Potentially the contribution of ISTFT to leaking info from the future is very limited, but it's definitely an unintended leak that shows that the model as-is does have some effect from future samples up to 900 samples into the future. I'd suggest implementing ISTFT in a strictly causal way to confirm this model actually meets the 37.5 msec limitation with equivalent results.
It's easy enough to show the model's output at time t is effected by samples from t+900 (implying 56.25msec anti-causality).
Simply put, if we enter a signal like [1,1,1...,1,inf,inf,inf], and the first inf comes at sample N, the output becomes invalid at sample N-900, which implies 56.25 delay.
net = DCCRN(rnn_units=256, masking_mode='E', use_clstm=False, kernel_num=[32, 64, 128, 256, 256, 256]) canary_input = torch.ones([1, 16000*2]).clamp_(-1, 1) * 0.5 canary_input[0,-leading_n:] = np.inf out_canary = net(canary_input)[1].detach().numpy() first_invalid = np.where(np.isnan(out_canary) == True)[1][0] future_effect_size = canary_input[0].shape[0] -leading_n- first_invalid print('model samples into the future is',future_effect_size)
I've done some digging and it seems that this has to do with STFT working in windows of 400 and 100 skips.
Hi,I use the code you provided to calculate how many future samples are used in this network.
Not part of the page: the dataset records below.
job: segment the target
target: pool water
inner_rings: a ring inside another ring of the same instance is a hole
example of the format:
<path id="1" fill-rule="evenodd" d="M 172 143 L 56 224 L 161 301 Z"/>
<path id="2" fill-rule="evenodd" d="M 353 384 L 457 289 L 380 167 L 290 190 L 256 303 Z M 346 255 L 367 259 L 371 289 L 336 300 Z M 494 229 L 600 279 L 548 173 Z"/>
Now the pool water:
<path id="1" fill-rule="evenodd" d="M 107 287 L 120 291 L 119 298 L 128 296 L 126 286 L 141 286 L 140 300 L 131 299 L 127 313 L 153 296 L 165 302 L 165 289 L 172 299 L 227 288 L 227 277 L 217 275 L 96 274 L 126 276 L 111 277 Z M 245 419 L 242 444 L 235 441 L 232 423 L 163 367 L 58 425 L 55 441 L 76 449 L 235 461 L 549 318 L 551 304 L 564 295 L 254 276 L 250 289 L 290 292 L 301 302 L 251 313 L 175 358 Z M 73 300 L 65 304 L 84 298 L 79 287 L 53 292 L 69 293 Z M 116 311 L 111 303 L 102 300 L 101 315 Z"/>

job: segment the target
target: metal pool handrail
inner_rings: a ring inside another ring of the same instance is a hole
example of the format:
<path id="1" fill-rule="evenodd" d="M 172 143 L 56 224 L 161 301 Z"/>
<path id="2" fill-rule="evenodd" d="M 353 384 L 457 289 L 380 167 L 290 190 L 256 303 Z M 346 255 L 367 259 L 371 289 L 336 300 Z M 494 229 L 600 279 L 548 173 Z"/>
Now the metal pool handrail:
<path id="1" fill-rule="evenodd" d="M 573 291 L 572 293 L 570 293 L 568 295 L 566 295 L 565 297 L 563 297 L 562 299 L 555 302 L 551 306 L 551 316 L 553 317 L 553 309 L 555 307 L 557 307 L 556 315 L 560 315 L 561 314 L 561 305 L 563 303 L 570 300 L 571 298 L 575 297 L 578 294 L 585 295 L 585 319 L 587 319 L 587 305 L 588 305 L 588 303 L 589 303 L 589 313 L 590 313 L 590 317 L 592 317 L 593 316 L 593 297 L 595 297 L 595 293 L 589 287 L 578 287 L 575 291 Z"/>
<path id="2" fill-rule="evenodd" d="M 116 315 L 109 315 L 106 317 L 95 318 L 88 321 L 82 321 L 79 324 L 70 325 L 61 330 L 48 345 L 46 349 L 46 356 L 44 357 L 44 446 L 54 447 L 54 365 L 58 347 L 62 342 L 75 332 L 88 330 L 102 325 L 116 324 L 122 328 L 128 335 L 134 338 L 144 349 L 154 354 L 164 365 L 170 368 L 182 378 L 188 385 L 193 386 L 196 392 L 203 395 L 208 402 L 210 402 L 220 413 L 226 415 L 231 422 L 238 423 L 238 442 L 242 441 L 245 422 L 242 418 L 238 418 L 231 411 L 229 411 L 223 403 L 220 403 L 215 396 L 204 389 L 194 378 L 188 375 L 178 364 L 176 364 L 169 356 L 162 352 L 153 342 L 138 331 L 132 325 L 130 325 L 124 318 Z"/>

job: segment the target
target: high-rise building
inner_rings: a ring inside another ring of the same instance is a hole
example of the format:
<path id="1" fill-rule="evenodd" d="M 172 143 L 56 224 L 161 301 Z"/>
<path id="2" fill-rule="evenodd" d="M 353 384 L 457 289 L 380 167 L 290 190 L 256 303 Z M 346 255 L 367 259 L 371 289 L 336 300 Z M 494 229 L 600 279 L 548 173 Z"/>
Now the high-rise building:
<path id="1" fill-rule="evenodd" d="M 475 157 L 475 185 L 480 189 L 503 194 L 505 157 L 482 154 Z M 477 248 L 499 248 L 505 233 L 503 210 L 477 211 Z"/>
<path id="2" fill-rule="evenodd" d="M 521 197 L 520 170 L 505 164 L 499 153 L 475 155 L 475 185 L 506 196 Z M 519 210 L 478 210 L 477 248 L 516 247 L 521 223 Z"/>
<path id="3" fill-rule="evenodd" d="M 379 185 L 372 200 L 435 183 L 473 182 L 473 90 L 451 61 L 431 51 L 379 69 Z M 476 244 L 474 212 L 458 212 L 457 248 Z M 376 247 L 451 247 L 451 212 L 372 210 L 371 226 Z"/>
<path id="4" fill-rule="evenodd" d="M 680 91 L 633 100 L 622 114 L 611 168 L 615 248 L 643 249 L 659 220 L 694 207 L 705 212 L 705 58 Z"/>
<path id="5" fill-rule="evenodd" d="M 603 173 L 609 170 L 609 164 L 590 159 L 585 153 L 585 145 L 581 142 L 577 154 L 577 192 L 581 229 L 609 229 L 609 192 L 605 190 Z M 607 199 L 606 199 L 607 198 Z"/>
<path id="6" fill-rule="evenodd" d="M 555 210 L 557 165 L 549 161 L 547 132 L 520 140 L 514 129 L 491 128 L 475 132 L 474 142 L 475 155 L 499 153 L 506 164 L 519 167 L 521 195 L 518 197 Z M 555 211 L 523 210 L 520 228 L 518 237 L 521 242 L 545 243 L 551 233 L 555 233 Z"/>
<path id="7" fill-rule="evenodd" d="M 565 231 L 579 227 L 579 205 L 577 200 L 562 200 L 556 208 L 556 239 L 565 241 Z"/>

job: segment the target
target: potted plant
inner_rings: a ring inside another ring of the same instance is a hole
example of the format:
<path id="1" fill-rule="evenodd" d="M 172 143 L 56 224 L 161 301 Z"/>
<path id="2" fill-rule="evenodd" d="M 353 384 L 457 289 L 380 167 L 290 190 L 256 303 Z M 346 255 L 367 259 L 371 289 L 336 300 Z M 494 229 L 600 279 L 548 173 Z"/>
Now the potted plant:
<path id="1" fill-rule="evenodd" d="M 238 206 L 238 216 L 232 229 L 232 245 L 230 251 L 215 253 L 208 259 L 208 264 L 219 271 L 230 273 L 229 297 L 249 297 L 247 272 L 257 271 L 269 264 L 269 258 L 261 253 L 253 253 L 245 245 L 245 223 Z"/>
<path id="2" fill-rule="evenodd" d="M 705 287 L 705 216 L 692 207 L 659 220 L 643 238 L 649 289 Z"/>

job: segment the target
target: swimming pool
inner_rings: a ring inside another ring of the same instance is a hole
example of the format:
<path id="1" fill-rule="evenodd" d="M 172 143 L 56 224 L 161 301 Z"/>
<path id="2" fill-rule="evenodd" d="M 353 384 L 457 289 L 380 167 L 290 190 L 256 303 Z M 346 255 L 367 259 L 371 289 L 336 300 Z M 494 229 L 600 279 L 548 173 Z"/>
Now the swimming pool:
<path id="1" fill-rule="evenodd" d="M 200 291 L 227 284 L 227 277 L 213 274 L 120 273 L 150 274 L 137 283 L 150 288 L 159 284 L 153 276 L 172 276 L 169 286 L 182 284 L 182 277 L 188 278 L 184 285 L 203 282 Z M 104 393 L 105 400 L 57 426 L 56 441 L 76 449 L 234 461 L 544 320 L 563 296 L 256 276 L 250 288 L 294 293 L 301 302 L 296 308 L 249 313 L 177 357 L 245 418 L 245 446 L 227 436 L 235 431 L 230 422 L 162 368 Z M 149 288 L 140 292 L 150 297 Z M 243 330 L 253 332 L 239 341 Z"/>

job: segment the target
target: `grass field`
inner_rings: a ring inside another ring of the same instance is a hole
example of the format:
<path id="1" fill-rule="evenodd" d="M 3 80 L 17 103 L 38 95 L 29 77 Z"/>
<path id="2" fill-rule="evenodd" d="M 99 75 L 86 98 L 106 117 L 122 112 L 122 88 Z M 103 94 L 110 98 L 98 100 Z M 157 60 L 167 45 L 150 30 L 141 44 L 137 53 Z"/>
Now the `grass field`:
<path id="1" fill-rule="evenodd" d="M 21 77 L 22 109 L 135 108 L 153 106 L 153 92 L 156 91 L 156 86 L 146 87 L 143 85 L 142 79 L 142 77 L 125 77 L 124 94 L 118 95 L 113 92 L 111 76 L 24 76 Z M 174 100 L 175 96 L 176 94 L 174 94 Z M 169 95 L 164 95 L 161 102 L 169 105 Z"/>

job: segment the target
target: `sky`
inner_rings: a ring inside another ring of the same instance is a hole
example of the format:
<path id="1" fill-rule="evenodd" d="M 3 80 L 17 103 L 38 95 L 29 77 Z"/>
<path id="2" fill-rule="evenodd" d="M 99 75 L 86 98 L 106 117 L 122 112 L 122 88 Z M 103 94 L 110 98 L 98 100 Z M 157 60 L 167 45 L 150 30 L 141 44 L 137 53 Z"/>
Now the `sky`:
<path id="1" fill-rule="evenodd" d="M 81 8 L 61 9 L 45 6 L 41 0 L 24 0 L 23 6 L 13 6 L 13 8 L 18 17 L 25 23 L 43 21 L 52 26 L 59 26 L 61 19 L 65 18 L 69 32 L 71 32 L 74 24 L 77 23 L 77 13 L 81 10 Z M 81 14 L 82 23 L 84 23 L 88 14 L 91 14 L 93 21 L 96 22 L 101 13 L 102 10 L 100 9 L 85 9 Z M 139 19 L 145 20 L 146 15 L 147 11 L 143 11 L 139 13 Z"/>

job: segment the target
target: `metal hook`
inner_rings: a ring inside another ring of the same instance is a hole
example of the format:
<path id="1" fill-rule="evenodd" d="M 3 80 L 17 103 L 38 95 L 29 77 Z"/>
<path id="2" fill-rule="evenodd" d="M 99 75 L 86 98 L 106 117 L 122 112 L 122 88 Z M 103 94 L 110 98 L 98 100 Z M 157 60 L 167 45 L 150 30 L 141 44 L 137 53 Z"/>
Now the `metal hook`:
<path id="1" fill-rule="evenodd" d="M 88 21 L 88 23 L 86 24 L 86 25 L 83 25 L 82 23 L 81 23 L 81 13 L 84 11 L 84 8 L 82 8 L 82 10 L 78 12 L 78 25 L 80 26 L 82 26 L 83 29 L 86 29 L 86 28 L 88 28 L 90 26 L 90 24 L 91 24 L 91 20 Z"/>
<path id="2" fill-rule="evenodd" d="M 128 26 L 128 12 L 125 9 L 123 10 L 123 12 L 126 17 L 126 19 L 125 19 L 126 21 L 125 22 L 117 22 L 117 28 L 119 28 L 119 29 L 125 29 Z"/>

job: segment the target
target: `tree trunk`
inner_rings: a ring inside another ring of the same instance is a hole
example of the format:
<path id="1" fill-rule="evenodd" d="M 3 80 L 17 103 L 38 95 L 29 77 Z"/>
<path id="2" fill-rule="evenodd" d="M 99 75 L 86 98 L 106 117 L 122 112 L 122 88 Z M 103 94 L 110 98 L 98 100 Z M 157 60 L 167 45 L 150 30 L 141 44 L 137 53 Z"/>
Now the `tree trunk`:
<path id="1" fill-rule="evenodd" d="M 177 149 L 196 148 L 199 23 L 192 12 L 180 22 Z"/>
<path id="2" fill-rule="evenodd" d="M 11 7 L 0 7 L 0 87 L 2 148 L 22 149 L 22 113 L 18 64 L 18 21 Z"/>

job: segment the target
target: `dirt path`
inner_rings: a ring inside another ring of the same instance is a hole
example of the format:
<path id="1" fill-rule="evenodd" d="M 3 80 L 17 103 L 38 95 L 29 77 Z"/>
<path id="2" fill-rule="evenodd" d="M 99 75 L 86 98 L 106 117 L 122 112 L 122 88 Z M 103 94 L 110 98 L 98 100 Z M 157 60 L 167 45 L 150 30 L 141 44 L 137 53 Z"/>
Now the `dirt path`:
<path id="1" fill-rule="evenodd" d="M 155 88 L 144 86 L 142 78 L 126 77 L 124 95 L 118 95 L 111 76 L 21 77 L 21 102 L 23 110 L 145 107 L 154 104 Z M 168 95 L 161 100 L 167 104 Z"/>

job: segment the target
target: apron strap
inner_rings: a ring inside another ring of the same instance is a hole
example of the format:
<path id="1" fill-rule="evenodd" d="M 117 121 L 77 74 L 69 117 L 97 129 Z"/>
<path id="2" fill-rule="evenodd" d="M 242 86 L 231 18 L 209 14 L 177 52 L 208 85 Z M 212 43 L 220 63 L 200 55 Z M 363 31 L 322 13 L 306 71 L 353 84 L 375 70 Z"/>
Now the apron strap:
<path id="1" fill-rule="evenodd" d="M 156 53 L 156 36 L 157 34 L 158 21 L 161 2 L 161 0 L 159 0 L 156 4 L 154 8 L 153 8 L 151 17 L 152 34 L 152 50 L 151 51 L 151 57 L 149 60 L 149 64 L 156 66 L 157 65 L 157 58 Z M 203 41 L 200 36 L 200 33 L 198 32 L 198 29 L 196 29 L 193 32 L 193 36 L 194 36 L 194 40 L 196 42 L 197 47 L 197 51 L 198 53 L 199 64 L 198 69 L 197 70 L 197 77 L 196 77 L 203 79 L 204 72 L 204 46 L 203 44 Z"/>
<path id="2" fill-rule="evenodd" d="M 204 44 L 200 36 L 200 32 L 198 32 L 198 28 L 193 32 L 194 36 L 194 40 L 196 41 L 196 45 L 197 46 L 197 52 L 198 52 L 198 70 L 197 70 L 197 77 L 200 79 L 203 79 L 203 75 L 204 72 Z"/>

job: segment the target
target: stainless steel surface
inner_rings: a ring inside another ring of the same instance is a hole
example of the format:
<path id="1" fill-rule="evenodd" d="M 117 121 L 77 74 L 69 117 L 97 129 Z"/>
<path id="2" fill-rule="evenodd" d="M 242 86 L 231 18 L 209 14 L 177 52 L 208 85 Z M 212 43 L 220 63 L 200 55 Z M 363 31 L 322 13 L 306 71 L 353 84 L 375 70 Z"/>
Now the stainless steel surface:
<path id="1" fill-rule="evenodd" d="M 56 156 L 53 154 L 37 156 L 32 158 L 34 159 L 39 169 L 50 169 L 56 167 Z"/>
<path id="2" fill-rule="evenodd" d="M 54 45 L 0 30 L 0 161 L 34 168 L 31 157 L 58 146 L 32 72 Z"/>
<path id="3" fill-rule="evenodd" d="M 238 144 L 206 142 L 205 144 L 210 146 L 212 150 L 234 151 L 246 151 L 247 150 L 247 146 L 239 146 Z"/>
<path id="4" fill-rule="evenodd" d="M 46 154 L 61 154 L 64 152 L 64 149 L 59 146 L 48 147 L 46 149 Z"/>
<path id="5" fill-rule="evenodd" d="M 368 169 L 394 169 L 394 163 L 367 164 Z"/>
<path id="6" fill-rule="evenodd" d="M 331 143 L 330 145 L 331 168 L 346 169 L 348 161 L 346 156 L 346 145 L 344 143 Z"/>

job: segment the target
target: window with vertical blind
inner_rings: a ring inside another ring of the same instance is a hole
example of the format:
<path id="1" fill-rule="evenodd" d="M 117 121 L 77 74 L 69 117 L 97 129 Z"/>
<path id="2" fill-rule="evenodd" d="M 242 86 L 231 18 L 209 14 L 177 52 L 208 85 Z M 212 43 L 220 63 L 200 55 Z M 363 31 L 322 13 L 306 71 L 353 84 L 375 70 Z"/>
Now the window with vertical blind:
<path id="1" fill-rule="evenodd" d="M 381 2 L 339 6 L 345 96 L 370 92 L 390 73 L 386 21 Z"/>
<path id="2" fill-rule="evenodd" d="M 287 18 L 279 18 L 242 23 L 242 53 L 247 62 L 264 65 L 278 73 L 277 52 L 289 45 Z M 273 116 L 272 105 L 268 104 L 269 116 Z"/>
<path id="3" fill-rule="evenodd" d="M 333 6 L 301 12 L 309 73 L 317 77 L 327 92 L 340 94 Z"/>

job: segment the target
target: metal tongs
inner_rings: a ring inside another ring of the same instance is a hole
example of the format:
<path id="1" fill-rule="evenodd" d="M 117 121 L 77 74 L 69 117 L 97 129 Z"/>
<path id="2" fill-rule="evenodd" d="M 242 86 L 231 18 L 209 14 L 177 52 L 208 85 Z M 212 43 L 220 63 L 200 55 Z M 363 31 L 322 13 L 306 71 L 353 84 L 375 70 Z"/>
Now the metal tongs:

I set leading_n=1, and get the result of future_effect_size=31999. It seems the whole output of the network is invalid. Do you have any idea of this problem?
I think you perhaps need to make sure your model under eval mode, otherwise normalization layer would be updated by inf value. The other possibility is that you using the utterance level normalization method.
I think you perhaps need to make sure your model under eval mode, otherwise normalization layer would be updated by inf value. The other possibility is that you using the utterance level normalization method.
Yes, I didn't make my model under eval mode, now it's solved! Thank you very much!
It's easy enough to show the model's output at time t is effected by samples from t+900 (implying 56.25msec anti-causality).
Simply put, if we enter a signal like [1,1,1...,1,inf,inf,inf], and the first inf comes at sample N, the output becomes invalid at sample N-900, which implies 56.25 delay.
I've done some digging and it seems that this has to do with STFT working in windows of 400 and 100 skips.